PatSeq Finder does allow for wildcards as per the IUB/IUPAC alphabet:
X for amino acids and
N for nucleotide searches (e.g. https://en.wikipedia.org/wiki/FASTA_format#Sequence_representation, https://blast.ncbi.nlm.nih.gov/Blast.cgi?CMD=Web&PAGE_TYPE=BlastDocs&DOC_TYPE=BlastHelp). Note, lowercase letters can have a special meaning depending on your
Mask lower case letters query parameter, which is disabled by default.
This PatSeq Finder search provides an example using amino acid wildcards: https://www.lens.org/lens/bio/patseqfinder#results/044bb5b9-7e64-496b-85e0-008a237069c2. N.B. BLAST treats non-explicit bases/residues as mismatches, so they are not truly wildcards that would receive a “reward” score. You can view the resulting alignments with
X in your PatSeq Finder result.
14. In the PatSeq Finder advanced search parameters (for nucleotide sequences), what are the default values for “Reward and Penalty for (mis-)matching bases”?

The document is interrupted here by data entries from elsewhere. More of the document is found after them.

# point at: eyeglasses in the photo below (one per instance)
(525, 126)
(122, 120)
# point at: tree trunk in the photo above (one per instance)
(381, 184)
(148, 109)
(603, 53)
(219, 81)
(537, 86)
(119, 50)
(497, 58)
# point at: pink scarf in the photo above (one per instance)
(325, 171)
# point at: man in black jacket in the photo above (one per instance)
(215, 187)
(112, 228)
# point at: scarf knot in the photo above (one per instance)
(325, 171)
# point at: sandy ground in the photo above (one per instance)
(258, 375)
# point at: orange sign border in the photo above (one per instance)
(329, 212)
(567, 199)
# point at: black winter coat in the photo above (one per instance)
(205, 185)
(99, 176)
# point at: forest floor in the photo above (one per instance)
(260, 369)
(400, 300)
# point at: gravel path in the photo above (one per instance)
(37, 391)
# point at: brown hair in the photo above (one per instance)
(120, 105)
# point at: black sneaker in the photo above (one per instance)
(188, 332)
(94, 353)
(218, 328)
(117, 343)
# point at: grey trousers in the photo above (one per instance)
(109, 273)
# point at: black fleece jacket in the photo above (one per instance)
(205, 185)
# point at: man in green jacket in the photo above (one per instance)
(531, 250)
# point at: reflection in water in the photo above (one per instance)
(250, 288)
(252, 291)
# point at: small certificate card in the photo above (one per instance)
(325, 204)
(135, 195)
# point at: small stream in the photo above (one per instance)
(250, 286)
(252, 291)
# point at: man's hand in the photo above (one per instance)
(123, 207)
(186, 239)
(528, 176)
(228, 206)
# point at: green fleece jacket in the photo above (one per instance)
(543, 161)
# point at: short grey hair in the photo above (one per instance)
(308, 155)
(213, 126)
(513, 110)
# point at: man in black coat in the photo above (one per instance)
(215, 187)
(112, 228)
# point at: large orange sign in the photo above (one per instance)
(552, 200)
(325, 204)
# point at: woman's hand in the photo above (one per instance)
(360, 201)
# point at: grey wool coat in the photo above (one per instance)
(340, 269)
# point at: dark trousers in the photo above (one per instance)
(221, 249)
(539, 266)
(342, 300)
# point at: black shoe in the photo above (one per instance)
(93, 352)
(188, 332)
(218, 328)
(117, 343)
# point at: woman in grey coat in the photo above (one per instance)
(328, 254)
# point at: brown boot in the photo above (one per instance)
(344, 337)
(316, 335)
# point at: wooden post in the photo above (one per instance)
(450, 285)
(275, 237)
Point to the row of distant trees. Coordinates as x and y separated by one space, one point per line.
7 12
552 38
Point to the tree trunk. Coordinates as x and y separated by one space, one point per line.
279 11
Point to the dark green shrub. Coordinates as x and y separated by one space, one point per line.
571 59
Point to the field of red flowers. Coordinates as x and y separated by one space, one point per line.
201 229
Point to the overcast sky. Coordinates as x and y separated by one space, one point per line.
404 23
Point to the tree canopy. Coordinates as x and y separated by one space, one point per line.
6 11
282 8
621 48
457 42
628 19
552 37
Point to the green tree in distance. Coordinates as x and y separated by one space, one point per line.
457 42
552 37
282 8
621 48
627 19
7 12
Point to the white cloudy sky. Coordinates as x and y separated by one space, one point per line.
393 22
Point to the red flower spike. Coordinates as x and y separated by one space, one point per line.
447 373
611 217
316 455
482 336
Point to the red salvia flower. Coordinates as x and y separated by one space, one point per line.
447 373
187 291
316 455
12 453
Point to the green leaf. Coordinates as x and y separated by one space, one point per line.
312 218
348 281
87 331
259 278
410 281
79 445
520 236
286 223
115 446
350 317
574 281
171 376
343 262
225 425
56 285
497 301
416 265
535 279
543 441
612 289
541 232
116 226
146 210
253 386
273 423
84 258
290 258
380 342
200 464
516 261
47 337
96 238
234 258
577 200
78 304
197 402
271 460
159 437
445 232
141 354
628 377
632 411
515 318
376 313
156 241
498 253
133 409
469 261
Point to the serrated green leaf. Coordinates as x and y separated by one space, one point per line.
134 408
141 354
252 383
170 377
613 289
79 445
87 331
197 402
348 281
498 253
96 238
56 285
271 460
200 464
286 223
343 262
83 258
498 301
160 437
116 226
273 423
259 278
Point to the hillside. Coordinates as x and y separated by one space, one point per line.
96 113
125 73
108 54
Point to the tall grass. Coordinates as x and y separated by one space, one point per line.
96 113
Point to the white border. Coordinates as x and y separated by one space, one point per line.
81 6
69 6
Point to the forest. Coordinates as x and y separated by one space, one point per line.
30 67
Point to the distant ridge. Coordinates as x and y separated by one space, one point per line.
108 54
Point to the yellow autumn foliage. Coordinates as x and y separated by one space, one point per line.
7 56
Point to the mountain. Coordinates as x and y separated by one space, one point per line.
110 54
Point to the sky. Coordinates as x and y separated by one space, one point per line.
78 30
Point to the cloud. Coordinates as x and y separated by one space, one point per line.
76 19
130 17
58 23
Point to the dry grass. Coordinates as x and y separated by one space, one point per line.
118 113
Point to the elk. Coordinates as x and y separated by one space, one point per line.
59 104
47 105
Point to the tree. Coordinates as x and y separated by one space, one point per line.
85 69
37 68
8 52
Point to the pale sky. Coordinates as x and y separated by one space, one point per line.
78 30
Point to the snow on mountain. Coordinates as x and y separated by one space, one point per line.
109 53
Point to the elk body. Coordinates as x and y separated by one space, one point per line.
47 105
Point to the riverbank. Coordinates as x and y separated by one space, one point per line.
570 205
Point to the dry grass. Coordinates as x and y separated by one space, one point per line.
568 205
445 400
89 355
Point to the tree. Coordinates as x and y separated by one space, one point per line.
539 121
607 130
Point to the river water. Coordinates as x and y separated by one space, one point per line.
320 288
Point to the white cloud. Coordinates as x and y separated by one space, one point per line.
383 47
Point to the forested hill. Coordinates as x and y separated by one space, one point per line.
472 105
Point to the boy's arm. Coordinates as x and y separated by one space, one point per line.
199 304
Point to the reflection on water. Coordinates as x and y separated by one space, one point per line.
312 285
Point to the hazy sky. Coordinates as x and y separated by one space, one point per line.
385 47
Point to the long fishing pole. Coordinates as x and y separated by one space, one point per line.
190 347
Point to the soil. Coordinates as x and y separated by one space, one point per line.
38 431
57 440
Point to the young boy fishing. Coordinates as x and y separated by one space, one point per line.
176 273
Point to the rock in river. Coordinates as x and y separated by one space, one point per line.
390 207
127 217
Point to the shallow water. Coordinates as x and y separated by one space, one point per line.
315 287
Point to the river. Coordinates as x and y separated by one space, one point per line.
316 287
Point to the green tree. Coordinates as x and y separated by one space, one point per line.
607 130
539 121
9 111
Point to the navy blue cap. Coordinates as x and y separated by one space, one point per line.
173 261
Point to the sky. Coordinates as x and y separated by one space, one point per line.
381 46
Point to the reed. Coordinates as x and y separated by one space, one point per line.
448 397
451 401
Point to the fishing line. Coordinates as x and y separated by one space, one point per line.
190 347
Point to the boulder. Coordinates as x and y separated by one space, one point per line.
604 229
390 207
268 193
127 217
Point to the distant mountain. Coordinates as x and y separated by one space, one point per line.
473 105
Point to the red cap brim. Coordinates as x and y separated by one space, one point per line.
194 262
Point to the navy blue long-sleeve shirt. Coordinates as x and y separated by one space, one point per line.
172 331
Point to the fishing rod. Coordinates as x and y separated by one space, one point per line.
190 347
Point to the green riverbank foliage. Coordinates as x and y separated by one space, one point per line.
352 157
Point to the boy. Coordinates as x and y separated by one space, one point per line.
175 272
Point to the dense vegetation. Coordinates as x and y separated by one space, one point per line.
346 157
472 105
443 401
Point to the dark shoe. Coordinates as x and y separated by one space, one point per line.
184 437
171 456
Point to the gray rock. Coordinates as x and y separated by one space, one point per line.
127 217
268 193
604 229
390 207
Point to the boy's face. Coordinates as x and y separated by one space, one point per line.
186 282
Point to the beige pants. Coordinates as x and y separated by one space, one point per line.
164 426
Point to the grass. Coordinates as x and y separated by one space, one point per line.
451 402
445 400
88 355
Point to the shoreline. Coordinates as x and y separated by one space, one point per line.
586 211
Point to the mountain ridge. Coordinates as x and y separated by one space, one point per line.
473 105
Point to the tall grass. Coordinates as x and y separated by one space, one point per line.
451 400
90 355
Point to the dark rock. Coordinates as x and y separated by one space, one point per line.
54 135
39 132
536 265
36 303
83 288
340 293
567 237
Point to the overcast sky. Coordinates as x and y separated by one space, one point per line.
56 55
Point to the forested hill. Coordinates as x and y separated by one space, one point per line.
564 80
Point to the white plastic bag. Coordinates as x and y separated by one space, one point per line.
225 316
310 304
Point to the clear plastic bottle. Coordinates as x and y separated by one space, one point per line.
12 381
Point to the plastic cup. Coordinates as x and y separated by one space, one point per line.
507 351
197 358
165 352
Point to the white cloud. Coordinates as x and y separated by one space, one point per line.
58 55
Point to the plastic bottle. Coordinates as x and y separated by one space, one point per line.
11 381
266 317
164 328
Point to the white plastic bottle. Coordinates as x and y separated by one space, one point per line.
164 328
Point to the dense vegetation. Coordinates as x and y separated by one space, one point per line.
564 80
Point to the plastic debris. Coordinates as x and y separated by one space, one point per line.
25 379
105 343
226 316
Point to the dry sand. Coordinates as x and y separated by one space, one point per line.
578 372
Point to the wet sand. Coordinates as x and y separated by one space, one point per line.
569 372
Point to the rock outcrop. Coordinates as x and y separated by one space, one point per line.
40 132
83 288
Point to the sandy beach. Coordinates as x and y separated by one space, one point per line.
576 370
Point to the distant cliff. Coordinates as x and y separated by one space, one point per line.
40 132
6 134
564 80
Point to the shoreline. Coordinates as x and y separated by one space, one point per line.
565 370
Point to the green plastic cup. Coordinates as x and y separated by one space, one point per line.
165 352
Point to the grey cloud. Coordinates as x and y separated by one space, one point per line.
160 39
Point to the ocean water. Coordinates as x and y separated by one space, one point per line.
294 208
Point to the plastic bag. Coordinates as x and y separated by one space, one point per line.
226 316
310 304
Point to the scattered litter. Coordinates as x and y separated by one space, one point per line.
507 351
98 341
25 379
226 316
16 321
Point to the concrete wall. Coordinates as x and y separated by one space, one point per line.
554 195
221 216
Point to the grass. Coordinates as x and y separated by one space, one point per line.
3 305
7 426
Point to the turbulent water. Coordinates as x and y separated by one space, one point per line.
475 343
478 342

The Reward and Penalty Blast parameter varies depending on the search strategy (i.e.
megablast). The default reward for a nucleotide match in
megablast is 1 and in
blastn the default value is 2, or 1 when optimizing for short queries. The default penalty for a nucleotide mismatch in
megablast is -2 and in
blastn it’s -3. More details can be found on the NCBI BLAST help pages: https://www.ncbi.nlm.nih.gov/books/NBK279684/?report=reader&%2F%3Freport=reader#!po=12.5000, for
blastn see Table C2.
15. What is the best way to conduct an exact protein search?
There are no initial search parameters that can be adjusted to search for exact matches for an protein, however the best matching, ungapped alignments will always get a higher score and will be included in the results. You can then use the Minimum Coverage and Minimum Similarity filters in the filter sidebar to filter the results after running the search to view only those results with 100% minimum coverage and 100% minimum similarity.